ERROR 1105 (HY000): errCode = 2, detailMessage = (10.16.10.8)[MEM_LIMIT_EXCEEDED]Process memory not enough, cancel top memory used query: <Query#Id=e862471398b14e71-9361a1ab8153cb29> consumption 866.97 MB, backend 10.16.10.8, process memory used 3.12 GB exceed limit 3.01 GB or sys available memory 191.25 GB less than low water mark 3.20 GB. Execute again after enough memory, details see be.INFO.

Error message analysis:

  1. (10.16.10.8): BE node with insufficient memory during query.

  2. query: <Query#Id=e862471398b14e71-9361a1ab8153cb29> consumption 866.97 MB: The currently canceled queryID, the query itself uses 866.97 MB of memory.

  3. process memory used 3.12 GB exceed limit 3.01 GB or sys available memory 191.25 GB less than low water mark 3.20 GB The reason for the process memory exceeding the limit is that the physical memory used by the BE process, 3.12 GB, exceeds the MemLimit of 3.01 GB. The current operating system has 191.25 GB of memory available for BE to use, which is still higher than the LowWaterMark of 3.20 GB.

2 Cancelled in Minor GC of memory​

If the Doris BE process memory exceeds the process memory soft limit (SoftMemLimit) or the system's remaining available memory is lower than the memory warning watermark (WarningWaterMark), Minor GC is triggered. At this time, the query with the largest memory limit ratio will be canceled first.

ERROR 1105 (HY000): errCode = 2, detailMessage = (10.16.10.8)[MEM_LIMIT_EXCEEDED]Process memory not enough, cancel top memory overcommit query: <Query#Id=e862471398b14e71-9361a1ab8153cb29> consumption 866.97 MB, backend 10.16.10.8, process memory used 2.12 GB exceed soft limit 2.71 GB or sys available memory 3.25 GB less than warning water mark 6.40 GB. Execute again after enough memory, details see be.INFO. 

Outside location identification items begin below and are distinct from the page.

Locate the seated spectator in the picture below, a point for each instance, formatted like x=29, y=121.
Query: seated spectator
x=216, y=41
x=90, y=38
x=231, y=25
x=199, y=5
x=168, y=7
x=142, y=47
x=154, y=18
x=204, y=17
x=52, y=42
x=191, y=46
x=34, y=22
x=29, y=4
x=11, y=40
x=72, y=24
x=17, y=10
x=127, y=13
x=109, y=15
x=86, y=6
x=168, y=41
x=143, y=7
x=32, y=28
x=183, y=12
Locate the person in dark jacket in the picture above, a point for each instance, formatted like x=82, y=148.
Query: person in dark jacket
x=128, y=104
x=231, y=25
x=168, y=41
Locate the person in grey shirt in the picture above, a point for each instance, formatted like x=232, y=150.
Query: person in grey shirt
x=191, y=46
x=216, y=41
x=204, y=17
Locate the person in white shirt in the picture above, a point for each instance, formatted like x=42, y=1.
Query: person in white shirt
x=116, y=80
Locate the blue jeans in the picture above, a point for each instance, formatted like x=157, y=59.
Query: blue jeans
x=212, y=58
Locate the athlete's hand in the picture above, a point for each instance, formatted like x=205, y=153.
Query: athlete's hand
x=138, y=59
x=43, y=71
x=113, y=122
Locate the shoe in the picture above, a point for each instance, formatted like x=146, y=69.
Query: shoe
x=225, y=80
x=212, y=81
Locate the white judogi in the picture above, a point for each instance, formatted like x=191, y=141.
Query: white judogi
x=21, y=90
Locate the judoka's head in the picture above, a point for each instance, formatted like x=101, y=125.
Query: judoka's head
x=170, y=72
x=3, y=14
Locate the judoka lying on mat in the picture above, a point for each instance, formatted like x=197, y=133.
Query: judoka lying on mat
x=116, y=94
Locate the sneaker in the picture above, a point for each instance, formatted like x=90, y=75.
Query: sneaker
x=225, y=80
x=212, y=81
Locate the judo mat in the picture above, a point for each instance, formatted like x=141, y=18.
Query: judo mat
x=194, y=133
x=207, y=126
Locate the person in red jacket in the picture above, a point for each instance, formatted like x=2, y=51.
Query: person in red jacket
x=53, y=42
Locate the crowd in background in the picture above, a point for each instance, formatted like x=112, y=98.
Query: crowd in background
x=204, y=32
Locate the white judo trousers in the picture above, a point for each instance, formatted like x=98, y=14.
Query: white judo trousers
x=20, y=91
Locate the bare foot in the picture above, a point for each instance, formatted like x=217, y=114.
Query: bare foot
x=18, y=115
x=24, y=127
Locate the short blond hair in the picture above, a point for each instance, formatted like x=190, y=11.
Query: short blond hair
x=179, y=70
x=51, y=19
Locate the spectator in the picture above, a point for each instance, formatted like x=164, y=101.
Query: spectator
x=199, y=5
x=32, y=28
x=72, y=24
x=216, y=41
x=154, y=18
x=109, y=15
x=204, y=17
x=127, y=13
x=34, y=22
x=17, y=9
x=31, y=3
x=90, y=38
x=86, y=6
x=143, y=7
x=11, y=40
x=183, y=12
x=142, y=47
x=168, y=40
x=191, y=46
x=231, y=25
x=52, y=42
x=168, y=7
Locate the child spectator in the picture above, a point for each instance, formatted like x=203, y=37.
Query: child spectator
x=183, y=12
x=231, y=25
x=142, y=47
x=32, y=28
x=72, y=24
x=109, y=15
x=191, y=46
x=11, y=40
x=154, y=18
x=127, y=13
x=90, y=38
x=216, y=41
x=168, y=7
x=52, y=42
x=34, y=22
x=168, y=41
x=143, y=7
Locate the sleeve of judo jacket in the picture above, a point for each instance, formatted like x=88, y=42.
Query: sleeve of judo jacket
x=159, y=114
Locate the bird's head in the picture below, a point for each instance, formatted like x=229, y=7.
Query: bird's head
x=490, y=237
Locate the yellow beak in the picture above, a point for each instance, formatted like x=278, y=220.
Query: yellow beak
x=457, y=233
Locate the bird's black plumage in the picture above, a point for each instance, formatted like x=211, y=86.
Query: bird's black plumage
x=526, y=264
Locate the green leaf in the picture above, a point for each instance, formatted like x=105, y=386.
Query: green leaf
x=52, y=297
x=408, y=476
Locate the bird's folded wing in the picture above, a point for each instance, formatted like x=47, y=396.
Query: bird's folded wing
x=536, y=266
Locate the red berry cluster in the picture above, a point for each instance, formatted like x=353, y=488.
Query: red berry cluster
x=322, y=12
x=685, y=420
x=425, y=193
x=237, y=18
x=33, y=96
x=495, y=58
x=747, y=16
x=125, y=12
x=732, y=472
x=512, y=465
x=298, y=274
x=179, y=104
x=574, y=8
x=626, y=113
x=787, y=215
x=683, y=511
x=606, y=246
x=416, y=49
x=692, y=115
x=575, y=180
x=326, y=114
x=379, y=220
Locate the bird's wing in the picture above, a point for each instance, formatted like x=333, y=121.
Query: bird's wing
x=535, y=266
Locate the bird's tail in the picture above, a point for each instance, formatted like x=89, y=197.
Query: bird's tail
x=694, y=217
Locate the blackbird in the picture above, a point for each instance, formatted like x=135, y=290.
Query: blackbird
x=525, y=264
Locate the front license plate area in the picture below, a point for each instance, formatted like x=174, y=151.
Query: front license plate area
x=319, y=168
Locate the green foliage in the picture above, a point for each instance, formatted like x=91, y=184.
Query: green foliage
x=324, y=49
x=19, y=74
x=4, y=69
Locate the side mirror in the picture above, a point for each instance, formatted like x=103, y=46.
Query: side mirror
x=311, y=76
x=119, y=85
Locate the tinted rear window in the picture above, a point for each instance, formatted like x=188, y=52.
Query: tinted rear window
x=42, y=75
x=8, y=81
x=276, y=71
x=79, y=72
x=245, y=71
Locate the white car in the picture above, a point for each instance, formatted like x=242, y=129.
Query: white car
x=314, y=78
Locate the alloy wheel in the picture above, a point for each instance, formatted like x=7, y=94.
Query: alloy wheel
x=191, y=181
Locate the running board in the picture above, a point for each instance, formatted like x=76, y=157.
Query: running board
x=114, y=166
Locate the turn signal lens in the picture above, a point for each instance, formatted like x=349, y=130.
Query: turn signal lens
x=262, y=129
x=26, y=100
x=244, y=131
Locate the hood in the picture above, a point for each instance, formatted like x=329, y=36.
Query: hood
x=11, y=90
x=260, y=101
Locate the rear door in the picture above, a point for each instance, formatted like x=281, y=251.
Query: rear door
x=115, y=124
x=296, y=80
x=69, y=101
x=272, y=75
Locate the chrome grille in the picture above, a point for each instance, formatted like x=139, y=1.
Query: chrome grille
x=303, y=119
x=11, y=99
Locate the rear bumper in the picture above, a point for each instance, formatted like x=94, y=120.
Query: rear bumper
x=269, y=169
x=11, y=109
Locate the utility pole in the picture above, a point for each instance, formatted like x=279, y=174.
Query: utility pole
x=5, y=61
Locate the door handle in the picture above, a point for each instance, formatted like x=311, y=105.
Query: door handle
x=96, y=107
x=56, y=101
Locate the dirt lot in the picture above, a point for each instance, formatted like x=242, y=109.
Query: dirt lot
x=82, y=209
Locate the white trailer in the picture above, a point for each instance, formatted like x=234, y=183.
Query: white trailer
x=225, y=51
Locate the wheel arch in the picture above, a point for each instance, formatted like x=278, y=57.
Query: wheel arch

Error message analysis: 1. process memory used 3.12 GB exceed soft limit 6.02 GB or sys available memory 3.25 GB less than warning water mark 6.40 GB The reason for the process memory exceeding the limit is that the remaining memory available to BE in the current operating system is 3.25 GB, which is lower than the WarningWaterMark of 6.40 GB, and the physical memory used by the BE process is 2.12 GB, which does not exceed the SoftMemLimit of 2.71 GB.

3 Failed to apply for memory from Allocator​

Doris BE's large memory requests will be allocated through Doris Allocator, and the memory size will be checked during allocation. If the process has insufficient available memory, an exception will be thrown and an attempt will be made to Cancel the current query or import.

ERROR 1105 (HY000): errCode = 2, detailMessage = (10.16.10.8)[MEM_LIMIT_EXCEEDED]PreCatch error code:11, [E11] Allocator sys memory check failed: Cannot alloc:4294967296, consuming tracker:<Query#Id=457efb1fdae74d3b-b 4fffdcfd4baaf32>, peak used 405956032, current used 386704704, exec node:<>, process memory used 2.23 GB exceed limit 3.01 GB or sys available memory 181.67 GB less than low water mark 3.20 GB. 

Error message analysis:

  1. consuming tracker:<Query#Id=457efb1fdae74d3b-b4fffdcfd4baaf32>, peak used 405956032, current used 386704704, exec node:VAGGREGATION_NODE (id=7)>: The queryID currently being canceled, the query currently uses 386704704 Bytes of memory, the query memory peak is 405956032 Bytes, and the operator being executed is VAGGREGATION_NODE (id=7)>.

  2. Cannot alloc:4294967296: The current application for 4 GB of memory failed because the current process memory of 2.23 GB plus 4 GB will exceed the MemLimit of 3.01 GB.

The task itself has too much memory​

In the above analysis of the error information, if the memory used by the task itself accounts for a large proportion of the process memory, refer to Memory Analyze Manual [Query Memory Analysis] to analyze the memory usage of the query, and try to adjust the parameters or optimize SQL to reduce the memory required for query execution.

It should be noted that if the task fails to apply for memory from the Allocator and is Canceled, Cannot alloc or try alloc shows that the memory currently being applied for by the Query is too large. At this time, you need to pay attention to whether the memory application here is reasonable. Search Allocator sys memory check failed in be/log/be.INFO to find the stack of memory application.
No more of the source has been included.